Calls are growing from President Obama simply to tell Congress to stuff it when it comes to the debt ceiling. Section 4 of the 14th Amendment says quite clearly that the “Public debt of the United States, authorized by law . . . shall not be questioned.” At the very least that would mean that the Treasury must pay off holders of Treasury bills whose notes are coming due.
And that has the right wing scared. Their strategy of holding the American economy hostage never took the Constitution into account. So now they are frantically trying to figure out why the Constitution doesn’t mean what it says.
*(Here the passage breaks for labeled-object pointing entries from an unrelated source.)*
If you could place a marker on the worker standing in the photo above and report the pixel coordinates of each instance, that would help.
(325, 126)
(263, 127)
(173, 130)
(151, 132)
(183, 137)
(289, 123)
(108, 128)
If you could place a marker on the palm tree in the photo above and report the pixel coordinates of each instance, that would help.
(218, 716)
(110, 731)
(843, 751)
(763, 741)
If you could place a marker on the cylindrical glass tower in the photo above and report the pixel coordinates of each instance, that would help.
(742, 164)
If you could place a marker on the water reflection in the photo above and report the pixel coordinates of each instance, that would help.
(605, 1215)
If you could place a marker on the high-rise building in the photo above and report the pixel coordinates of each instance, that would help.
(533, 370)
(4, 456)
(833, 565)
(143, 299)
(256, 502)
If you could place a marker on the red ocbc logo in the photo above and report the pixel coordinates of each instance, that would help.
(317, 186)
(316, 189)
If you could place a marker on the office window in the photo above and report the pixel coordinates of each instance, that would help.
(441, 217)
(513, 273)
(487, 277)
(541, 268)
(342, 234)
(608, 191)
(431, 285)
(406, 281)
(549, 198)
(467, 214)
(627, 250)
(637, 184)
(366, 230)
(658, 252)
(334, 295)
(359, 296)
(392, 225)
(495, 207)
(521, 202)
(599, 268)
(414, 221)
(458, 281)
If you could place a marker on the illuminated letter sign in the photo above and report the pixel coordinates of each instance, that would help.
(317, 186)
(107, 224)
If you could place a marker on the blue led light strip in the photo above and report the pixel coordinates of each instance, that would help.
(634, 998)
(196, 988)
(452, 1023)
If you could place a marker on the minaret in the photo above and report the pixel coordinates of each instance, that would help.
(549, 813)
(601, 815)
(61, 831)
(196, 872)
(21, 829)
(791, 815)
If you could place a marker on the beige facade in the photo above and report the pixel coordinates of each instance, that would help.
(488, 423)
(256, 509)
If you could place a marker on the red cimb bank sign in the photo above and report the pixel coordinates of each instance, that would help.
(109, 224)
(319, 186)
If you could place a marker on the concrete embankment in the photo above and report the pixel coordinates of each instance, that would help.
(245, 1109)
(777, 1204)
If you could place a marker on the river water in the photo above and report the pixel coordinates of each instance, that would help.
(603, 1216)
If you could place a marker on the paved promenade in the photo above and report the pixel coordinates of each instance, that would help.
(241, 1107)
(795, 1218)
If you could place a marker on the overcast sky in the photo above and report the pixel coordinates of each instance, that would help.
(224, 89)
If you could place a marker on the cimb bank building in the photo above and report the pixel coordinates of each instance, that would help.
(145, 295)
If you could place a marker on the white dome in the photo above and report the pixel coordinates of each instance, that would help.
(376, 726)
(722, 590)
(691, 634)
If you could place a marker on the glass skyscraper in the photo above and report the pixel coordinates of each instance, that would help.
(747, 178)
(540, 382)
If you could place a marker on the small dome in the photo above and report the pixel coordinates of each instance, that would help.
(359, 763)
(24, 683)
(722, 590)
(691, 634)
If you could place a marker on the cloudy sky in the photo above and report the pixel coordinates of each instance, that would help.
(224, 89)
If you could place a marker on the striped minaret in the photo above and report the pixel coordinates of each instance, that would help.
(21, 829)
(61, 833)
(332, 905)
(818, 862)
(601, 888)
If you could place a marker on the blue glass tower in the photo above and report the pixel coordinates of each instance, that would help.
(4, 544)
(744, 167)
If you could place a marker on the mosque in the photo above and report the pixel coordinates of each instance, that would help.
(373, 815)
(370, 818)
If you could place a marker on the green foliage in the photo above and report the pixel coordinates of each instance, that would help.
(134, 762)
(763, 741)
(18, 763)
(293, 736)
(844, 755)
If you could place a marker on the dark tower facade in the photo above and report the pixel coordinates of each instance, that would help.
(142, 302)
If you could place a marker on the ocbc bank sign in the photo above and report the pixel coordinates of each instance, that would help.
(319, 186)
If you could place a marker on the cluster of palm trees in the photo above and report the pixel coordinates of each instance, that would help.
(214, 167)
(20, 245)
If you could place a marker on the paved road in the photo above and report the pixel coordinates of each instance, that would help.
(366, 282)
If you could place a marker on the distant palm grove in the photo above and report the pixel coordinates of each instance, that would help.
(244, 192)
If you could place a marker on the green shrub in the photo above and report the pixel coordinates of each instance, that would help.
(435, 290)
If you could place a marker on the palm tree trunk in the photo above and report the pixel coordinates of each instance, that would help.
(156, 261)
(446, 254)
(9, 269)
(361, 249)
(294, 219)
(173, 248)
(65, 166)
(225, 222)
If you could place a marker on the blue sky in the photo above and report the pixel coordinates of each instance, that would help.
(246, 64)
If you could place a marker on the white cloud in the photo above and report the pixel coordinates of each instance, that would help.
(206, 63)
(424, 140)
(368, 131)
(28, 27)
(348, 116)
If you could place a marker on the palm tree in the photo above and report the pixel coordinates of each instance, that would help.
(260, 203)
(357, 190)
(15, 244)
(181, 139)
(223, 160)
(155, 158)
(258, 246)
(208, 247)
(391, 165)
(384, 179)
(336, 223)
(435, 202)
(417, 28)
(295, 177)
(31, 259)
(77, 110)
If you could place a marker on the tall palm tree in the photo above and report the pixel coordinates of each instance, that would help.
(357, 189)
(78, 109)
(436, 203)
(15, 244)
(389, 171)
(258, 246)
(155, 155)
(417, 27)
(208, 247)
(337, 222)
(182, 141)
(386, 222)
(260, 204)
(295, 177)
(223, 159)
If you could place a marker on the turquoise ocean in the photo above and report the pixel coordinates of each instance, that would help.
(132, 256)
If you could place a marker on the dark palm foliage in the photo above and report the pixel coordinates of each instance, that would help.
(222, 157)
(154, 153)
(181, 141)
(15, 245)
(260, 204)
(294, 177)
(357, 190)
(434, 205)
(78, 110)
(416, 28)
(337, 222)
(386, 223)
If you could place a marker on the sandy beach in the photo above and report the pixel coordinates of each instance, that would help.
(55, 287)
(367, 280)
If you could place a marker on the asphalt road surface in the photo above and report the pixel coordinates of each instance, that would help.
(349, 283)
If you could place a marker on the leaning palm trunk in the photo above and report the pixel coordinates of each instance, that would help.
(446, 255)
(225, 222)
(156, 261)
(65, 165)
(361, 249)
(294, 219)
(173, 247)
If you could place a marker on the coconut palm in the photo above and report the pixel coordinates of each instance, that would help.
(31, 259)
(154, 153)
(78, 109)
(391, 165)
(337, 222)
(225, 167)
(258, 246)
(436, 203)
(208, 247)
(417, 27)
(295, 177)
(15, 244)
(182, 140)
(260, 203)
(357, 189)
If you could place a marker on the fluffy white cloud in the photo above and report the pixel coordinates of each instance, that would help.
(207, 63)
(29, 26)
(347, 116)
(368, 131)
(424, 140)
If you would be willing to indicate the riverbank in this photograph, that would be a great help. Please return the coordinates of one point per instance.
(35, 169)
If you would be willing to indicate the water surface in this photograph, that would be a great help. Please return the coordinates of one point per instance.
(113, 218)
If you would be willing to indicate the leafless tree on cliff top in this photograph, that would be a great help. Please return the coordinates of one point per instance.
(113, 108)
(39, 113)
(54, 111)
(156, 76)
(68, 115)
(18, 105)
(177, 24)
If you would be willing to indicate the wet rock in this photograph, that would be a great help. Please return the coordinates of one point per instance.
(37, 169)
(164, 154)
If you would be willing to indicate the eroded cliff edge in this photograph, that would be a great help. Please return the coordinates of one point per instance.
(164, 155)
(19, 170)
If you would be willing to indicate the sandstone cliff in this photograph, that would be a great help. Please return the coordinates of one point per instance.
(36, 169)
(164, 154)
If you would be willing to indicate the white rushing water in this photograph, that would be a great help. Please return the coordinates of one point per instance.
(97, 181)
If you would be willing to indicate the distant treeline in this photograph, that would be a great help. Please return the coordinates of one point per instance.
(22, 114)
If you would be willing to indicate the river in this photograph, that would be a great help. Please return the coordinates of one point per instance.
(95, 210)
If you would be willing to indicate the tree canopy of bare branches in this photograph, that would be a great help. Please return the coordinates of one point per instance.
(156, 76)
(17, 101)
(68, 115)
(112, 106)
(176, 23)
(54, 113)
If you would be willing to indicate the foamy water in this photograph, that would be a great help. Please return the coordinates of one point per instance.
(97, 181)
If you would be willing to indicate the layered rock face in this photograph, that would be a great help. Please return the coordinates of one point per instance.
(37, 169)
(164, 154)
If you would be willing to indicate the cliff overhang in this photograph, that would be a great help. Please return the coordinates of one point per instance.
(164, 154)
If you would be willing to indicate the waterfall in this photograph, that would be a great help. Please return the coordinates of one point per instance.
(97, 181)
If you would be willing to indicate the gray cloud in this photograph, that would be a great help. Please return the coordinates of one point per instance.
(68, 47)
Consider Andrew Grossman of Heritage, who argues that
unilateral action by the President to borrow money would be an unconstitutional usurpation of the legislative power. The Constitution vests the power to “to pay the debts and provide for the common defense and general welfare of the United States” and the power “to borrow money on the credit of the United States” in the Congress, not the President. The President lacks the authority to, on his own accord, make expenditures which have not been authorized by Congress (because Congress has imposed a debt ceiling that supersedes any such authorizations) or to undertake borrowing that has not been authorized by Congress.
That’s a nice try, but it doesn’t work. Grossman can only reach his conclusion by essentially ignoring the relevant passage, namely, the 14th Amendment, which yet again says that “the public debt authorized by law….shall not be questioned.” That provision changes, among other things, the provision that Grossman cites. Merely because Congress has the power to borrow money on the credit of the United States hardly implies that the President doesn’t when failing to do so would result in an unconstitutional default. The President has the constitutional obligation to “take care that the laws are faithfully executed.” He can’t avoid this obligation simply because the
Republican Tea Party has decided that it doesn’t want to pay the bills.
Grossman says that his answer must be right; otherwise, the President could impose taxes in order to avoid a default. Well, yes — what of it? The Constitution says that the United States cannot default. Exactly how far the President’s power would go when facing a default is not clear — as is the case with virtually all Presidential power. Only Congress can declare war — which is why President Obama’s actions regarding the Libyan war are unconscionable. But Congress’ power in this regard hardly means that the President cannot respond to military emergencies. The best way to handle this would be to say that the President must use the narrowest reasonable means for forestalling default, which in this case means borrowing. Of course, that ruling will never come, because as I have argued (and even intellectually honest voices on the right agree), no one would have standing to sue, but it still is the best rule.
In any event, if this is the best that the right wing can do, it’s in trouble. Grossman’s argument isn’t crazy, but it is wrong. The question now is whether President Obama will let the Republicans out of their dilemma.